Avec comme sous-titre » Architecture et utopie dans la collection du Frac Haute-Normandie », l’exposition proposée cet été au bâtiment « Trafic » à Sotteville-les-Rouen, fait suite à celles déjà questionnant les notions de lieux, de territoires mais aussi de sites et d’architectures qui en 2000 proposaient un parcours « In the City » et en 2002 une exploration de « L’Esprit des lieux ».
Cette année, l’idée plus ouverte de « l’habité » rassemble des œuvres qui offrent moins la vision d’un vide urbain que de son envers où l’humain rode toujours malgré l’absence de sa figuration. Ce sont en effet des vues (photographiques) mais aussi des visions (notamment sculpturales ou littéraires, parfois cinématographiques ou architecturales) qui égrènent l’exposition d’œuvres ouvertes moins au documentaire qu’ à une poésie critique de ce que l’on habite ou plutôt de ce qui nous habite, bien souvent malgré nous.

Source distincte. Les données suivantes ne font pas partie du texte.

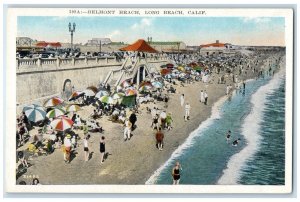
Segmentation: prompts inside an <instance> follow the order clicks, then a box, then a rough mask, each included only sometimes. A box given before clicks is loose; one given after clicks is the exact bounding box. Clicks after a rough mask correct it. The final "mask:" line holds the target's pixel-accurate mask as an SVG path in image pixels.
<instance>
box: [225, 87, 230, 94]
mask: <svg viewBox="0 0 300 202" xmlns="http://www.w3.org/2000/svg"><path fill="white" fill-rule="evenodd" d="M229 88H230V87H229V85H227V86H226V95H228V94H229Z"/></svg>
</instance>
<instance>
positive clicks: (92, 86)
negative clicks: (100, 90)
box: [86, 86, 98, 94]
mask: <svg viewBox="0 0 300 202" xmlns="http://www.w3.org/2000/svg"><path fill="white" fill-rule="evenodd" d="M86 89H89V90H92V91H93V92H94V93H95V94H96V93H97V92H98V88H97V87H96V86H89V87H87V88H86Z"/></svg>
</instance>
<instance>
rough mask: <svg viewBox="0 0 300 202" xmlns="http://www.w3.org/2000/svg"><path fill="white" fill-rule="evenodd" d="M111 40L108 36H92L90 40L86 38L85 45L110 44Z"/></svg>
mask: <svg viewBox="0 0 300 202" xmlns="http://www.w3.org/2000/svg"><path fill="white" fill-rule="evenodd" d="M110 43H112V41H111V40H110V38H92V39H91V40H88V42H87V43H86V44H85V45H86V46H99V44H102V45H104V44H110Z"/></svg>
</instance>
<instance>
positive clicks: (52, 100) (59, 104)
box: [44, 97, 64, 107]
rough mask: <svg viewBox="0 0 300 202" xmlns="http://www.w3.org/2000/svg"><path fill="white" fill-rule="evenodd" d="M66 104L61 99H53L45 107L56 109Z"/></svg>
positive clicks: (58, 97)
mask: <svg viewBox="0 0 300 202" xmlns="http://www.w3.org/2000/svg"><path fill="white" fill-rule="evenodd" d="M63 102H64V100H63V99H61V98H60V97H52V98H50V99H49V100H47V101H46V102H45V103H44V107H54V106H57V105H60V104H62V103H63Z"/></svg>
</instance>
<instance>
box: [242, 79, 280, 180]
mask: <svg viewBox="0 0 300 202" xmlns="http://www.w3.org/2000/svg"><path fill="white" fill-rule="evenodd" d="M284 98H285V82H282V84H281V85H280V88H279V89H278V90H276V91H273V92H272V93H270V94H269V95H267V103H266V104H265V109H264V111H263V121H262V123H261V125H260V126H261V127H260V129H259V133H260V134H261V139H260V145H259V149H258V151H257V152H256V153H255V154H254V156H253V157H252V158H251V159H249V160H248V161H247V162H246V165H245V166H244V167H243V168H242V170H241V178H240V179H239V180H238V183H239V184H247V185H253V184H258V185H284V182H285V167H284V165H285V144H284V143H285V135H284V132H285V125H284V117H285V116H284V114H285V112H284V109H285V100H284Z"/></svg>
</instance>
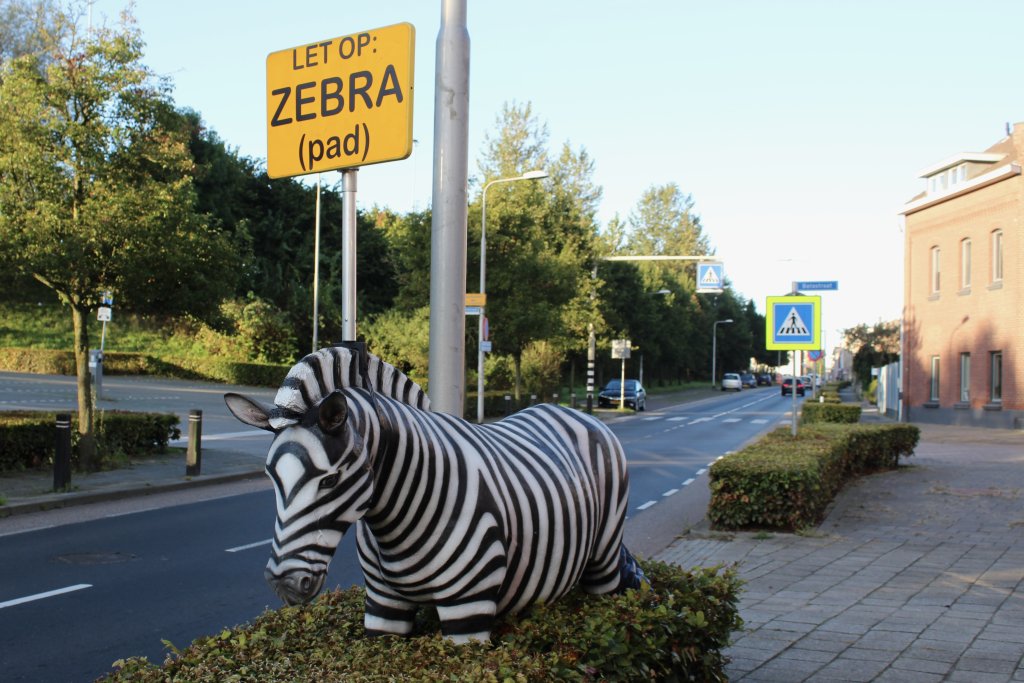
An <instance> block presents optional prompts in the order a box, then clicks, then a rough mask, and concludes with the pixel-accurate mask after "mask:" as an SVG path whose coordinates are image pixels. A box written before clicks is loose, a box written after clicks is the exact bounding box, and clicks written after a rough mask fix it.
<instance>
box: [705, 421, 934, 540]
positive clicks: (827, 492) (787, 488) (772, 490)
mask: <svg viewBox="0 0 1024 683" xmlns="http://www.w3.org/2000/svg"><path fill="white" fill-rule="evenodd" d="M920 433H921V431H920V430H919V429H918V427H915V426H913V425H906V424H892V425H845V424H814V425H810V426H808V427H805V428H804V429H802V430H801V431H800V433H799V434H798V435H797V436H796V437H793V436H792V435H791V434H790V430H788V429H786V428H780V429H776V430H775V431H773V432H770V433H769V434H767V435H766V436H765V437H764V438H763V439H761V440H760V441H758V442H756V443H754V444H751V445H750V446H748V447H745V449H743V450H742V451H740V452H739V453H736V454H733V455H731V456H728V457H726V458H723V459H722V460H720V461H718V462H716V463H715V464H714V465H713V466H712V468H711V474H710V476H711V503H710V504H709V507H708V517H709V519H710V520H711V522H712V524H713V525H714V526H716V527H718V528H778V529H786V530H792V529H797V528H802V527H804V526H808V525H811V524H816V523H817V522H819V521H820V520H821V517H822V516H823V514H824V511H825V508H826V507H827V505H828V503H830V502H831V500H833V499H834V498H835V496H836V494H837V493H839V490H840V488H842V486H843V484H844V483H845V482H846V481H847V480H848V479H849V478H850V477H852V476H855V475H857V474H859V473H861V472H865V471H873V470H877V469H880V468H886V467H896V466H897V465H898V463H899V457H900V456H910V455H912V453H913V449H914V446H915V445H916V444H918V439H919V437H920Z"/></svg>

Ainsi le travail photographique de Jean-Claude Bélégou autour de ces territoires mi-urbains, mi-paysagers que l’urbaniste a baptisé « zones » n’est-il pas si éloigné tout compte fait de celui que Karin Apollonia Müller effectue à Los Angeles, ville mythique et tentaculaire qui fabrique aussi bien le rêve américain que son envers désertique ou plutôt laissé à l’abandon de ses rares « habitants » laissés eux pour tout compte. C’est aussi à Sophie Ristelhuber que l’on peut faire référence grâce à ces « autoportraits » archéologiques d’où l’humain ne dit sa trace que de manière ténue et désincarnée. Mais le constat photographique aussi efficace soit-il n’est pas si critique que lorsqu’il laisse se superposer texte et image dans le travail si juste de Pierre Creton qui paraphe les clichés de pavillons de banlieue de noms d’écrivains ou de philosophes comme pour mieux marteler la sentence littéraire d’Emmanuel Lévinas : « la vraie vie est absente ». Absente comme elle l’est aussi dans les architectures fictionnelles des photographies de la série « Novomond » de Nicolas Moulin. Alors peut-être lui restera t-il la solution de conquérir l’espace industriel des maquettes de Stephen Craig ou de choisir celui plus « Le corbusien » de la bouteille miniature de Denis Mercier, mais pourra -t- il aussi décider de se perdre dans le décoratif des signes urbains de Heidi Wood avant de s’envoler sur le ballon blanc de l’utopique « Echappée » de Marc Hamandjian. Ironie et poésie pour contrebalancer l’engagement de Claude Levêque biffant d’un « prêt à crever » l’une de ces affiches offrant au rêve de tout un chacun sa petite maison de lotissement. A charge alors de se laisser envoûter par le film entre intimisme et documentaire, « La maison neuve », visionné d’ailleurs ce printemps sur Arte, et qu ’ Ariane Doublet a si justement monté entre présence et archive.
C’est à ce double passage, entre dehors (des autres) et dedans (de soi), passé et présent, envers et endroit que l’habité ou ce qui n’est pas ou n’est plus habitable, nous amène ici à réfléchir quitte à chausser les pantoufles en peau d’hérisson que Cécile Poulain a judicieusement confectionné dès l’entrée de l’exposition.
Au delà des clichés socio-documentaires que l’information nous martèle quotidiennement et qui ne touche plus vraiment personne, laissons les œuvres une fois de plus dialoguer dans l’efficacité de leur critique mais aussi la liberté de leur forme.